La ciudad y los días

carlos / colón

Tarde de feria

SE quedó adormilado viendo la televisión, junto al ventanal abierto, en la penumbra. La persiana a medias bajada dejaba ver un paisaje de avenidas, asfalto y bloques que parecía una fotografía o un cuadro hiperrealista. Nada se movía. Ni una sola de las hojas verde joven de los árboles, ni un visillo o una cortina de las que se veían a través de las ventanas abiertas, ni un coche que pasara por las avenidas desiertas o un peatón que las cruzara. Nada. Nadie. Los semáforos se encendían y apagaban con paciencia de predicadores en iglesias vacías y disciplina de vigilantes de fronteras olvidadas.

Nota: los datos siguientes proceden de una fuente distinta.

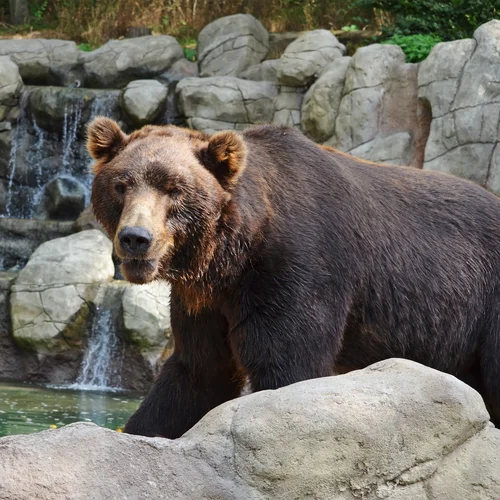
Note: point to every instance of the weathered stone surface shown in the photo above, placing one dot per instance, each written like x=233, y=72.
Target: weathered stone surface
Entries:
x=179, y=70
x=459, y=81
x=379, y=100
x=321, y=102
x=278, y=42
x=40, y=61
x=438, y=74
x=21, y=237
x=64, y=198
x=266, y=71
x=48, y=300
x=287, y=106
x=237, y=103
x=143, y=100
x=305, y=58
x=395, y=430
x=393, y=149
x=146, y=317
x=229, y=45
x=87, y=220
x=119, y=62
x=10, y=82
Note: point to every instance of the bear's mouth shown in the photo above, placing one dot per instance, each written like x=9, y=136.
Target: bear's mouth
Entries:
x=139, y=271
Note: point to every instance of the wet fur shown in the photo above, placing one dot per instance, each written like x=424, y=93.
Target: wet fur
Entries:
x=319, y=260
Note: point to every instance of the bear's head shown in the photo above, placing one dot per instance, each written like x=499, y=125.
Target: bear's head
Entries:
x=160, y=193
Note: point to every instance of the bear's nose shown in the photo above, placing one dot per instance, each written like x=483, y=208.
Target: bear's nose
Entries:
x=135, y=240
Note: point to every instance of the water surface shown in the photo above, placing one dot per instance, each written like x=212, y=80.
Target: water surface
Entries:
x=27, y=408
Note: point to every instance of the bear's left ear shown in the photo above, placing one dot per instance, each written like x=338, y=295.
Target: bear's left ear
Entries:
x=105, y=139
x=225, y=156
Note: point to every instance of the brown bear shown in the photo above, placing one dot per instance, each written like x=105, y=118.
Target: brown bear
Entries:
x=290, y=261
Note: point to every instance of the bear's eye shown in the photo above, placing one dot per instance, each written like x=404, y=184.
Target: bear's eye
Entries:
x=120, y=188
x=173, y=191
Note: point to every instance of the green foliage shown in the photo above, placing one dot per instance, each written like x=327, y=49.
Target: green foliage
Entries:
x=189, y=47
x=352, y=27
x=416, y=47
x=448, y=19
x=189, y=53
x=37, y=9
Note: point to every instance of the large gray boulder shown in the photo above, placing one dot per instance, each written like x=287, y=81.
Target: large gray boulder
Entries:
x=287, y=106
x=143, y=100
x=224, y=102
x=378, y=108
x=146, y=318
x=305, y=58
x=396, y=430
x=118, y=62
x=266, y=71
x=321, y=102
x=229, y=45
x=48, y=303
x=40, y=61
x=64, y=198
x=459, y=82
x=10, y=83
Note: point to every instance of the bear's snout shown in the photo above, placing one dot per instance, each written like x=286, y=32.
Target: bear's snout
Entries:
x=134, y=240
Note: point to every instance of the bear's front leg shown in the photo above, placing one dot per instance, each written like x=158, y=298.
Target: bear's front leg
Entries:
x=200, y=375
x=289, y=332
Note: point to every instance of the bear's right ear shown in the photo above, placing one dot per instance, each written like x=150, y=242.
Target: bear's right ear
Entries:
x=105, y=139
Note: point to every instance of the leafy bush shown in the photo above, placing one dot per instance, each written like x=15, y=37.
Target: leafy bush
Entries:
x=416, y=47
x=448, y=19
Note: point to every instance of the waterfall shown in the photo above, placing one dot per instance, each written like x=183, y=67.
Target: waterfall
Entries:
x=40, y=153
x=72, y=119
x=101, y=363
x=18, y=135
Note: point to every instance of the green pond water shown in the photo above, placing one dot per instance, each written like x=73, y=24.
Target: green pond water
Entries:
x=26, y=408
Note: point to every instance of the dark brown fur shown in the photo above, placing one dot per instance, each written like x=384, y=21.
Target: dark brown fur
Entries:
x=288, y=260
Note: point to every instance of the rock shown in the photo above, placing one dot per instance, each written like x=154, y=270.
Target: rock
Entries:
x=226, y=102
x=21, y=237
x=229, y=45
x=49, y=300
x=86, y=220
x=395, y=430
x=263, y=72
x=137, y=31
x=143, y=100
x=64, y=198
x=146, y=318
x=287, y=106
x=10, y=82
x=459, y=81
x=43, y=62
x=305, y=58
x=438, y=74
x=119, y=62
x=393, y=149
x=179, y=70
x=321, y=102
x=278, y=42
x=379, y=108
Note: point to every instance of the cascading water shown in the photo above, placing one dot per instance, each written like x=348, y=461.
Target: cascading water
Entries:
x=101, y=365
x=42, y=150
x=72, y=119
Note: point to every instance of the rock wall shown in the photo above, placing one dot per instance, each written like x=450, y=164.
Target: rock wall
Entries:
x=51, y=310
x=442, y=114
x=396, y=430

Le sacó del leve sueño la suave corriente de aire producida por las ventanas abiertas del piso en penumbra. Fuera la luz parecía blanca. No eran aún las grandes calores, pero sí el primer calor que hace más pesados los cuerpos y más ligeros los sueños. Dejó que le fuera despertando despacio la doméstica corriente de aire que contrastaba con el quieto calor callejero y la absoluta inmovilidad de los árboles. Primera deliciosa duermevela de verano. La televisión seguía con lo suyo. La apagó y se encendió el silencio. Piar de gorriones. Los vencejos aún no habían empezado a trenzar sus vuelos elípticos. Algún coche lejano. Y nada más. Un silencio así, y un vacío tan grande, encantan y sobrecogen a la vez.

Se levantó y se sirvió el té frío que había dejado reposar para que estuviera oscuro y fuerte. Puso sobre la mesa Un tronar de tambores de James Warner Bellah y Los habitantes del bosque de Thomas Hardy, para decidir cual empezaría a leer. El color y el sabor del té frío. El olor de las páginas de los libros, recio y rígido el de Bellah, flexible y cálido el de Hardy. El largo piar de vencejos iba llenando de finos hilos el aire. A lo lejos se oía pasar algún coche. De un portal salió una pareja arreglada. En las mesas del bar de abajo, hasta ahora vacías, se sentaron un par de matrimonios mayores dándose frágil compañía.

El horizonte de lejanos bloques de pisos se iba dorando. Pronto todas las ventanas reflejarían el largo sol poniente. Nada rompía el silencio. Nada poblaba la soledad. Nada llenaba el vacío. Cuando caiga la noche habrá menos ventanas encendidas en los pisos de enfrente. Desde el lavadero se verá un resplandor lejano, como si el sol se acabara de poner. Y se oirá un fragor parecido al de las torrenteras. La luz y el eco de la felicidad, tal vez. Quién sabe.